I'm sorry I didn't want to start a new thread I hope you don't mind me invading on this one.
I can see from having read many threads on this forum that I am not the only one feeling this way about uni.
I have still not settled at all. I am desperately missing my boyfriend, even tho I have seen him quite alot since being away its no better becuase when I am with him I am sad knowing that I have to leave again soon.
This is not helped by the fact that I am very intimidated by my housemates, I feel I cannot be in the kitchen when they are because they are judging me. I have struggled to make friends. I try to spend time with the people in the flat next door but it is very difficult becuase I obviously cannot usually walk straight in without knocking for them to unlock the door. They are very nice but because they are all friends within the flat I am still the outsider and don't really fit in - I am there but it wouldn't really make a difference to them if I wasn't.
The final straw is the course, it is a highly compettitive course and at the moment I don't feel entirely committed to it - my heart isn't really in it. I feel that if I desperately wanted to do this then I wouldn't let all the other things bother me, I would be more positive etc. I haven't really been doing any work becuase of all the other things I am feeling, I cry nearly every night and feel awful so I can't get anything productive done. I know that the advice is to keep sticking it out for as long as possible and things will get better, to join clubs and societies, get a job etc. But if I do any of those things my work will never get done. I am so behind already and have exams in 3 weeks which at the moment I can't see myself passing.
The only thing holding me here is how ashamed I am of wanting to drop out, becuase this really was a huge opportunity that loads of people would like but can't have. I was lucky enough to get it but now I want to give it up and I am so scared of what everyone might think and how I will tell them that I have dropped out. I am also scared that I might not find anything better. I'm scared of being miserable all my life and not knowing what to do with it! But I don't think that either of these are the right reasons to stay on a course.

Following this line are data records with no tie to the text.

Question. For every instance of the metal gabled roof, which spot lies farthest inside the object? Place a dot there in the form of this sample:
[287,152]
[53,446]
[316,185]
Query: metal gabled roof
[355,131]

I'm sorry I hope you don't mind me saying all this it helps to get it off my chest because there isn't really anyone I can tell my whole feelings to. I have spoken to a councillor and I get the impression that they don't think the course is right for me either. My parents are stressed and upset/angry about the whole thing because they have spent so much time and money getting me here. And all I can think now is that the getting here was what mattered to me, and not the actual being here - I obviously didn't think that part through.